CD: There seems to be confusion over what exactly adoption counseling entails, as well as who should provide it and when. So, first, is there a difference for you between the counseling around adoption that should be provided to a woman in the context of pregnancy-options counseling and the counseling that would be appropriate for a woman after she has decided to carry a pregnancy to term?

SB: There are important differences in both the amount and type of counseling that should be provided. There are three basic, early messages that a woman should receive about adoption when she has just found out that she is pregnant and asks for information about her options. First, she needs to know that adoption is an option for her—but that she doesn't need to make a final decision until after the baby is born. Second, she needs to know that there are a range of adoption options—that she could opt for an open adoption and be involved in the process of selecting and meeting the parents, and even maintain contact with the child, or she could opt for a closed adoption and have less-intimate, or even minimal, involvement. Third, she must be told that the biological father will need to be identified, notified or involved in the adoption process—the specifics will vary depending on state law.

CD:. Should the counselor give her much information beyond that?

SB: The counselor should be able to answer basic questions, but beyond that, the client should be referred to an adoption agency. Remember, the point of talking about adoption at this point is so the woman can factor that possibility into her decision about whether or not to carry her pregnancy to term. You don't want to overload her with too much information, because she needs time to process the fact that she's pregnant.

CD: What about the kind of counseling that should be provided once a woman has decided to carry her pregnancy to term and is contemplating adoption?

SB: It should be far more sophisticated and in-depth than anything offered when a woman first discovers she is pregnant. In fact, a good adoption counselor should provide a woman considering adoption with at least four lengthy counseling sessions—often more.

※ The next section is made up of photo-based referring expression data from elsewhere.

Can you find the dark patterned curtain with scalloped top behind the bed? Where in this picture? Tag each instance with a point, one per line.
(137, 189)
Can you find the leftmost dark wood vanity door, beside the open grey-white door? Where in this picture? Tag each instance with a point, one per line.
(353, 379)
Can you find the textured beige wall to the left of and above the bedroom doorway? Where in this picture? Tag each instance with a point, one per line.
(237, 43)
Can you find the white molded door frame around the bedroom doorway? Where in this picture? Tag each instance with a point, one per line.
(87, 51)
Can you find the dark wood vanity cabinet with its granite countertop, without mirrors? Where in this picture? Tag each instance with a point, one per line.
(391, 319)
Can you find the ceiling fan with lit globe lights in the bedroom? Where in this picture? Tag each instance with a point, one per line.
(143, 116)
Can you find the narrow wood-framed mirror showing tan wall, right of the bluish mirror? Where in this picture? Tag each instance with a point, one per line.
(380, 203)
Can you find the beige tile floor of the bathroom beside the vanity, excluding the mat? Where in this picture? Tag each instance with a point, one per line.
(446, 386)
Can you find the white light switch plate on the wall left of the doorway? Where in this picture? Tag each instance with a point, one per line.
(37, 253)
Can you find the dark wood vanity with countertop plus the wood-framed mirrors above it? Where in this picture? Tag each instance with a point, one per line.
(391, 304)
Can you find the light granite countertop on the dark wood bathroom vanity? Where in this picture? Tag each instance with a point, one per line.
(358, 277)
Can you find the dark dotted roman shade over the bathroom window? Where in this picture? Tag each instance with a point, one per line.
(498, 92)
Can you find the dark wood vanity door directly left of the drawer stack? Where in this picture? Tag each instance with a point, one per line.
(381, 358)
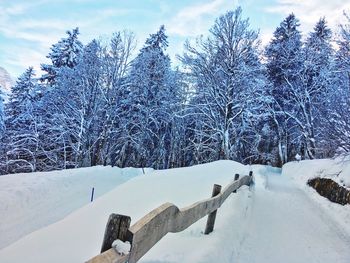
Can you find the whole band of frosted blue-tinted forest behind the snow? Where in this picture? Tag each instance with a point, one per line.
(229, 98)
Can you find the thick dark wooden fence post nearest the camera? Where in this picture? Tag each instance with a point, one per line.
(116, 228)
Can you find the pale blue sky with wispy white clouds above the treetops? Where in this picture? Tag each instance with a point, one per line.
(28, 28)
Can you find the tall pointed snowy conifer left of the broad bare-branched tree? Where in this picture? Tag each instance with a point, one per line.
(153, 94)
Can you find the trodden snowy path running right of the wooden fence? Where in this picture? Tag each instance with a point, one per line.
(285, 225)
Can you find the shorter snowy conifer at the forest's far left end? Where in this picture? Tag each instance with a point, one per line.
(22, 137)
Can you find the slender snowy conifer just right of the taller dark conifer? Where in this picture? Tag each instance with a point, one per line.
(312, 95)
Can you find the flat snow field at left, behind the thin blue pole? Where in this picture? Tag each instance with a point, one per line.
(34, 200)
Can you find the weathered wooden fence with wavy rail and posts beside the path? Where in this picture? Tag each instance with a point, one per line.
(146, 232)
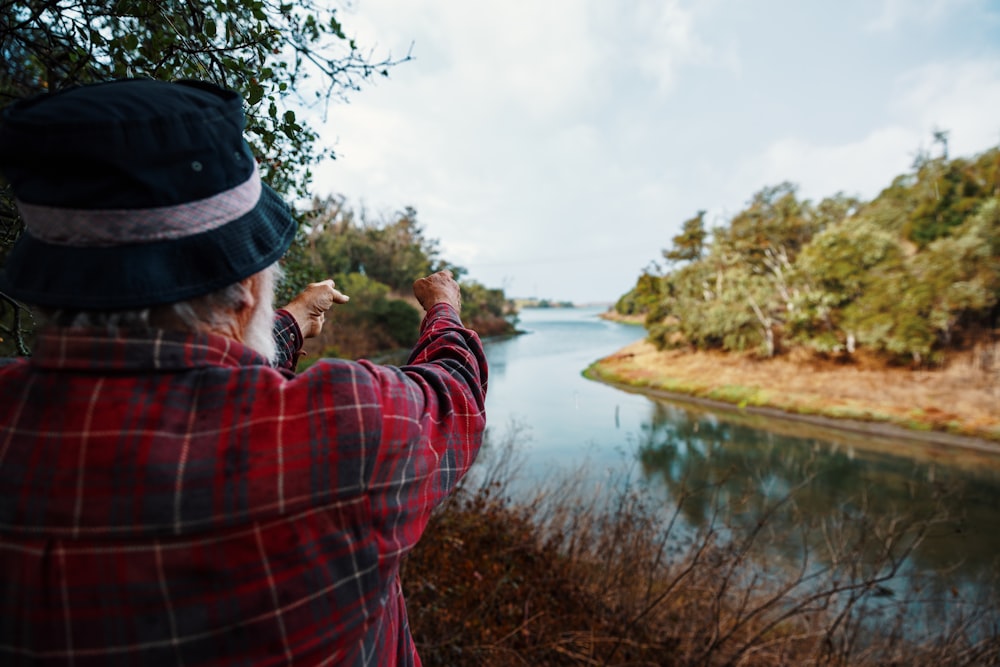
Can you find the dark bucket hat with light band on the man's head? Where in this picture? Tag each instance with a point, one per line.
(135, 193)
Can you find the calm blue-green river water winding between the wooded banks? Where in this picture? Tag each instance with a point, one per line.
(563, 420)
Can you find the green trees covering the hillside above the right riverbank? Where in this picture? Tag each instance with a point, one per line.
(910, 276)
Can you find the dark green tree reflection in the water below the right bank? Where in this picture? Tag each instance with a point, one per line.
(747, 470)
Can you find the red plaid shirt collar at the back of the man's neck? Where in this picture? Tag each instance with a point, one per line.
(130, 350)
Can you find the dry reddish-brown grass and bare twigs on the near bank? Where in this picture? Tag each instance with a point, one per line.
(570, 576)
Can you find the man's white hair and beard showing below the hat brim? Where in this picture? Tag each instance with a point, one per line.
(214, 312)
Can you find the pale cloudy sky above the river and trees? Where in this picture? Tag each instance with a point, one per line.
(554, 147)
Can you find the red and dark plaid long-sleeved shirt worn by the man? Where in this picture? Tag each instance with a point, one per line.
(169, 499)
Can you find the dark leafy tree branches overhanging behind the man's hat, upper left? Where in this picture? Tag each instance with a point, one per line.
(280, 55)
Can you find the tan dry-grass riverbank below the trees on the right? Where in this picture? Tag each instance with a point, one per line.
(957, 406)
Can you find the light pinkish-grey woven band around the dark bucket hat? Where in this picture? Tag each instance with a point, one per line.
(112, 227)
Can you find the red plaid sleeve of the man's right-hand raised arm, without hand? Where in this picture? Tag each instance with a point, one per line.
(433, 421)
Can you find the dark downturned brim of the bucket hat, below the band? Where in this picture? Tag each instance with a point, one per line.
(149, 274)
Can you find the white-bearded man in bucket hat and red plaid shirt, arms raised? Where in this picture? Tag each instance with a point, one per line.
(170, 491)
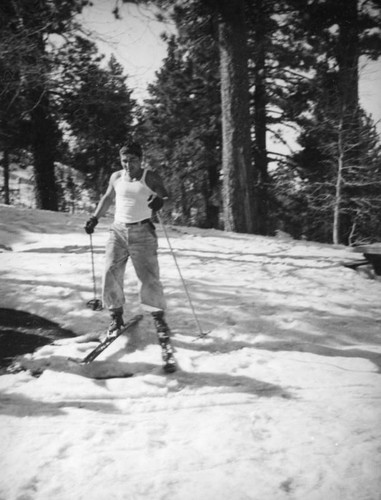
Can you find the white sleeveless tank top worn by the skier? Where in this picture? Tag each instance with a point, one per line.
(131, 199)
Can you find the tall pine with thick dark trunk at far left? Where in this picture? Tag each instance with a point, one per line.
(28, 24)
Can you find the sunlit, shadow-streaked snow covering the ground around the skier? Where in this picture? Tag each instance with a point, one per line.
(281, 400)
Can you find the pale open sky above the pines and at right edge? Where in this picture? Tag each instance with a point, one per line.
(135, 41)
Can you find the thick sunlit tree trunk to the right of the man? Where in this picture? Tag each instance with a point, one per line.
(238, 175)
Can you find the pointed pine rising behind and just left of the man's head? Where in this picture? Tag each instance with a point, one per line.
(98, 109)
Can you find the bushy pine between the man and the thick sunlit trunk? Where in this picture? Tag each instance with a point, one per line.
(181, 128)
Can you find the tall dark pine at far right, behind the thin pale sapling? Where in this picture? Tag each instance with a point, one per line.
(335, 34)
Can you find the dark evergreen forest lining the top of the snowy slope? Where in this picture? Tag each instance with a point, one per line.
(238, 80)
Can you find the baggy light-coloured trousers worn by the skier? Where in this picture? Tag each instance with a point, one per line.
(138, 242)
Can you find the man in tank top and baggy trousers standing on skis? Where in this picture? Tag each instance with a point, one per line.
(136, 192)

First, the counselor must ensure that her client is well-informed about both her rights and her responsibilities as a birth parent, as well as explore a variety of emotional and practical issues such as how the client handles loss and grief and the extent of her support system.

The counselor should also help her client understand that there will be times when adoption-related emotions are intensely felt and other times when they are more in the background—and that as she reaches other milestones in her life, some of the feelings and issues associated with the adoption may surface in new ways.

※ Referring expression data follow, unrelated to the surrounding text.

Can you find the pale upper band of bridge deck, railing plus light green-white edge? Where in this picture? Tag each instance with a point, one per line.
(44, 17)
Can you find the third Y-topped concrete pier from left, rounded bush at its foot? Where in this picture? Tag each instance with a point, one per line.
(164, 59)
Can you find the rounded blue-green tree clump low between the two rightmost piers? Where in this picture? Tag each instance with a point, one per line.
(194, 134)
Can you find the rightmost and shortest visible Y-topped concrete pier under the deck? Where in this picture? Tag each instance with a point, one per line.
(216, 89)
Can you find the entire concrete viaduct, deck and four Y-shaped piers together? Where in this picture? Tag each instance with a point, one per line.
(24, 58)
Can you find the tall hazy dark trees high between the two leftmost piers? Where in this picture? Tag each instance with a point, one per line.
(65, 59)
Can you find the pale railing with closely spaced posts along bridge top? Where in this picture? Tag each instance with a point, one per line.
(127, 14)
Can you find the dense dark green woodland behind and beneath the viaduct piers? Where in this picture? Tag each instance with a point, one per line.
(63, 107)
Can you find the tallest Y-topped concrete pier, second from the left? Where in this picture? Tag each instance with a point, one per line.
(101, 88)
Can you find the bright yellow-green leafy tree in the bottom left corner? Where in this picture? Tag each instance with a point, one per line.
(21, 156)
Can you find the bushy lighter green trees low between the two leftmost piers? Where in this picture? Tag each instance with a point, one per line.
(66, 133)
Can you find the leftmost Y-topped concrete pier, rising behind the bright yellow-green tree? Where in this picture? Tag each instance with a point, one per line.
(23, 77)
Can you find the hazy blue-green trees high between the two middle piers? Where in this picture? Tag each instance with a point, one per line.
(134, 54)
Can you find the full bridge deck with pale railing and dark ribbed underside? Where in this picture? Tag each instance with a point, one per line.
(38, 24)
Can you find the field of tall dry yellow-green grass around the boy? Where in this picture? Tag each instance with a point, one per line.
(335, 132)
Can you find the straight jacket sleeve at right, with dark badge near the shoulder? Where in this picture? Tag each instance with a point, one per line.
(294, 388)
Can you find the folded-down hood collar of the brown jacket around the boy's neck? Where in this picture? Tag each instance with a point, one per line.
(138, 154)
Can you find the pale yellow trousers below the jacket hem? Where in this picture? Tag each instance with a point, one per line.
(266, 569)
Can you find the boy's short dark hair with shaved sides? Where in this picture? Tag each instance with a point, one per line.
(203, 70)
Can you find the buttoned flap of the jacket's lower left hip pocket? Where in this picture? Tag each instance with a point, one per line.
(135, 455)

The counselor also needs to help the client explore what she plans to do in her own life after the adoption. And finally, the counselor and client need to explore how the adoption might affect her relationship to others, such as the child's biological father or grandparents, her other children or her friends.

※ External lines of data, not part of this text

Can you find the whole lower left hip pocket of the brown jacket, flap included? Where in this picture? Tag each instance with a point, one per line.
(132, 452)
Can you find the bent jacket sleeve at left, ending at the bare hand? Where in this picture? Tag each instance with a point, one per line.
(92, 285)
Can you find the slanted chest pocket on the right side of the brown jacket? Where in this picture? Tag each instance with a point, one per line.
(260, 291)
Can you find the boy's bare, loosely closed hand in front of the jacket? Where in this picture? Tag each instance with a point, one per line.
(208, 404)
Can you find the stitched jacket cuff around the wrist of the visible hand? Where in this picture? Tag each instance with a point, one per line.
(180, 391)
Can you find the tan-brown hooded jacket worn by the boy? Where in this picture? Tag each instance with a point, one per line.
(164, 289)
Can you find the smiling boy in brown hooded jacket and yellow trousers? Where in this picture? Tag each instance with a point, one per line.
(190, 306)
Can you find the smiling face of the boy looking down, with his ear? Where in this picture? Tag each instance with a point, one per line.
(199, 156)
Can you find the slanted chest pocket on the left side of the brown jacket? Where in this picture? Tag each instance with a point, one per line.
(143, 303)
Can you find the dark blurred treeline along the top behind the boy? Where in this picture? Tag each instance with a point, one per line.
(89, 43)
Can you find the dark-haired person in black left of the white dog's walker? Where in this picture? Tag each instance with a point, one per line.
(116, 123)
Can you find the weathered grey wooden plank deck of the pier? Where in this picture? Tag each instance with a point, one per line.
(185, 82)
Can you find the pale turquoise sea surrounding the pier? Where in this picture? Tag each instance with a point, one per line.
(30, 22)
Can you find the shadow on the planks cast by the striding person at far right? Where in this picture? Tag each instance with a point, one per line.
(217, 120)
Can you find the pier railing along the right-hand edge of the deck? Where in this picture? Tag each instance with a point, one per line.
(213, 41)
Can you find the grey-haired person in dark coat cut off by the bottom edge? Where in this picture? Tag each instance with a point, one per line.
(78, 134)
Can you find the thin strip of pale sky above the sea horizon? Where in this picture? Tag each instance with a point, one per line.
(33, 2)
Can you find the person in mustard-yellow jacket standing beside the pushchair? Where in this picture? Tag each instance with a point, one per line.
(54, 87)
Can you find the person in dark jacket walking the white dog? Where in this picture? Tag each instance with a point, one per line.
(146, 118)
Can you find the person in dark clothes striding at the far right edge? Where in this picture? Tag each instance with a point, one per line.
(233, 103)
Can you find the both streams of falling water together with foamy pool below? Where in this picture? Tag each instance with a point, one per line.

CD: What do you think is the appropriate role of family planning clinic personnel in the provision of adoption services, and what kind of training do they need?

SB: Obviously, pregnancy-options counselors in family planning clinics must be equipped to provide high-quality, nondirective counseling to women facing an unintended pregnancy. That means they must be sufficiently knowledgeable about adoption to provide the kind of information I described earlier, but they also must have enough training to be comfortable speaking positively about that option—something they must do in all conversations about adoption they have. As for the more extensive counseling that's appropriate for women who have decided to carry their pregnancies to term, that to my mind should be handled by very highly trained personnel in a licensed adoption agency. And while there's no reason in theory that a family planning clinic couldn't equip itself to provide full adoption services, the resources required would be considerable. We're talking about a very different and specialized service set—not just a simple add-on.